Caroline Moorehead

Agent Zo: the Polish blonde with nerves of steel

Clare Mulley celebrates the courage of Elzbieta Zawacka, who repeatedly risked her life in the second world war liaising between London and the Polish Resistance

Elzbieta Zawacka. [The General Elżbieta Zawacka Foundation (zawacka.pl) , Toruń, Poland] 
issue 18 May 2024

In recent years, far from diminishing, the number of books on the Nazis, Occupied Europe and the Holocaust – events that now lie three quarters of a century in the past – seem only to grow. New archives are opened and attics are raided for forgotten diaries and letters. One historian who has mined them with great skill is Clare Mulley, the author of books on spies and Hitler’s pilots. She has now unearthed a story about a bold and resolute Polish agent, Elzbieta Zawacka, who went by the name of Zo.

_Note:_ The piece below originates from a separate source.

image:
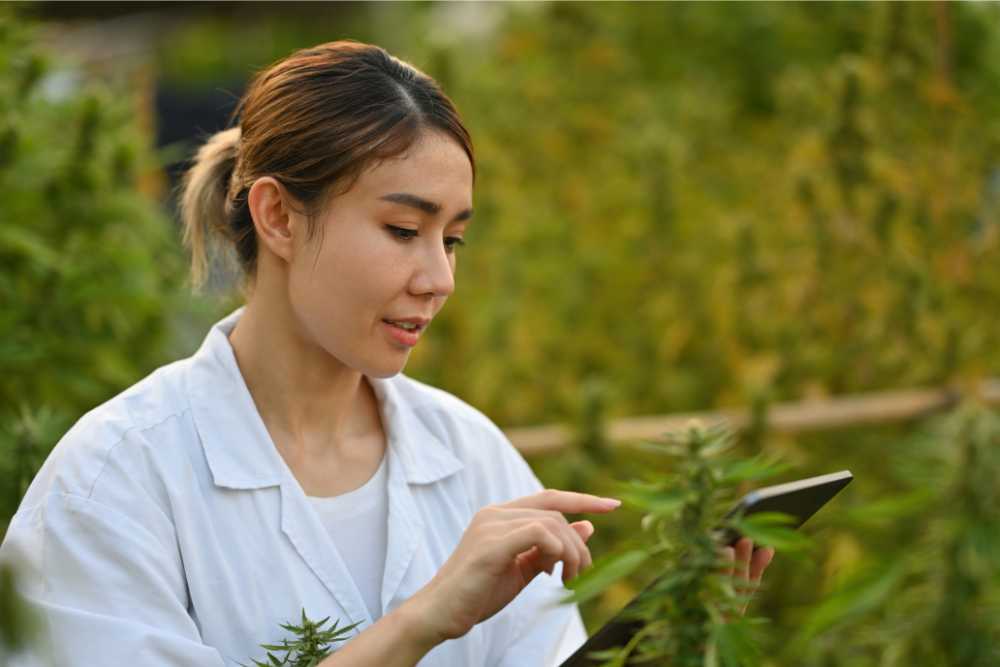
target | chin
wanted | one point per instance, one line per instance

Her adventures are extraordinary, and their background is no less fascinating. Agent Zo is as much a book about Poland’s unhappy history, overrun both by the Germans and the Soviets and later abandoned by the Allies, as an account of the terrifying life led by Zo and her friends, whose chances of survival were very slim indeed.

The seventh of eight children in a family living in what had been, until the first world war, German-occupied territory, Zo grew up bilingual in Polish and German. She was in her thirties, with a higher degree in mathematics, when the Molotov-Ribbentrop pact in August 1939 agreed to the partition of Poland under the Soviet and German spheres of influence. By late September much of Poland was under occupation, whether by the Germans or the Red Army. Repression followed swiftly. Businesses were nationalised, political parties were banned and schools were closed down. In the German part, thousands of Polish citizens, either Jewish or people refusing to be turned into ethnic Germans, were deported to concentration camps. Those who planned to resist either fled to the Polish armed forces regrouping outside the country or joined the clandestine Home Army.

Zo, a blonde, blue-eyed woman who looked younger than her age, had been involved with the Polish Women’s Military Training programme, the PWK, since the late 1920s.